Zülcelal’e o vakitlerde daha ziyade tesbih ve tazim ve hadsiz nimetlerinin iki vakit ortasında toplanmış yekûnüne karşı şükür ve hamd demek olan namaza emredilmiştir. Şu ince ve derin manayı bir parça fehmetmek için beş nükteyi nefsimle beraber dinlemek lâzım.

BİRİNCİ NÜKTE: Namazın manası, Cenab-ı Hakk’ı tesbih ve tazim ve şükürdür. Yani, celaline karşı kavlen ve fiilen “Sübhanallah” deyip takdis etmek; hem kemaline karşı lafzen ve amelen “Allahu ekber” deyip tazim etmek; hem cemaline karşı kalben ve lisanen ve bedenen “Elhamdülillah” deyip şükretmektir.

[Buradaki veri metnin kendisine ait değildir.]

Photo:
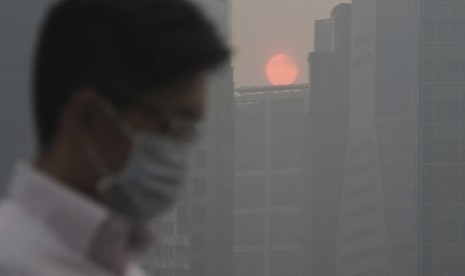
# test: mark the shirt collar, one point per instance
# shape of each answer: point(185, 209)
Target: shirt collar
point(80, 223)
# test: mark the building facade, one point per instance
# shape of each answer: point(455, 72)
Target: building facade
point(326, 135)
point(267, 180)
point(442, 129)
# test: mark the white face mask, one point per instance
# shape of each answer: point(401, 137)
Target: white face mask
point(151, 179)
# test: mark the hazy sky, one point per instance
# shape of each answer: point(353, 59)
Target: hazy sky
point(264, 28)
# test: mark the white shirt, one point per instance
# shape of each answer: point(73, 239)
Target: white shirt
point(46, 229)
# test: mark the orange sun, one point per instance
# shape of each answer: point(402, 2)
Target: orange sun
point(282, 70)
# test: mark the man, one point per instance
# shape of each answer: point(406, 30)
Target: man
point(118, 92)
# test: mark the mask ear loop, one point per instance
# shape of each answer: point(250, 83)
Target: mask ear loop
point(113, 113)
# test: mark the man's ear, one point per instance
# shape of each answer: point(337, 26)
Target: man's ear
point(82, 110)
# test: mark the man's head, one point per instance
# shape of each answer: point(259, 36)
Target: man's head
point(147, 58)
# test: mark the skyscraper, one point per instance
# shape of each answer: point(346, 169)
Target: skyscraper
point(267, 186)
point(326, 127)
point(378, 217)
point(442, 129)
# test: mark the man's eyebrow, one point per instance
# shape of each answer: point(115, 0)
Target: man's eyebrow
point(189, 113)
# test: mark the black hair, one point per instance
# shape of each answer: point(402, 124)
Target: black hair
point(122, 48)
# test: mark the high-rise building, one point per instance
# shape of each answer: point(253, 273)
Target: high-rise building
point(442, 138)
point(378, 218)
point(326, 134)
point(402, 206)
point(195, 238)
point(267, 186)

Demek tesbih ve tekbir ve hamd, namazın çekirdekleri hükmündedirler. Ondandır ki namazın harekât ve ezkârında bu üç şey, her tarafında bulunuyorlar. Hem ondandır ki namazdan sonra, namazın manasını tekid ve takviye için şu kelimat-ı mübareke, otuz üç defa tekrar edilir. Namazın manası, şu mücmel hülâsalarla tekid edilir.

İKİNCİ NÜKTE: İbadetin manası şudur ki: Dergâh-ı İlahîde abd, kendi kusurunu ve acz ve fakrını görüp kemal-i rububiyetin ve kudret-i Samedaniyenin ve rahmet-i İlahiyenin önünde hayret ve muhabbetle secde etmektir.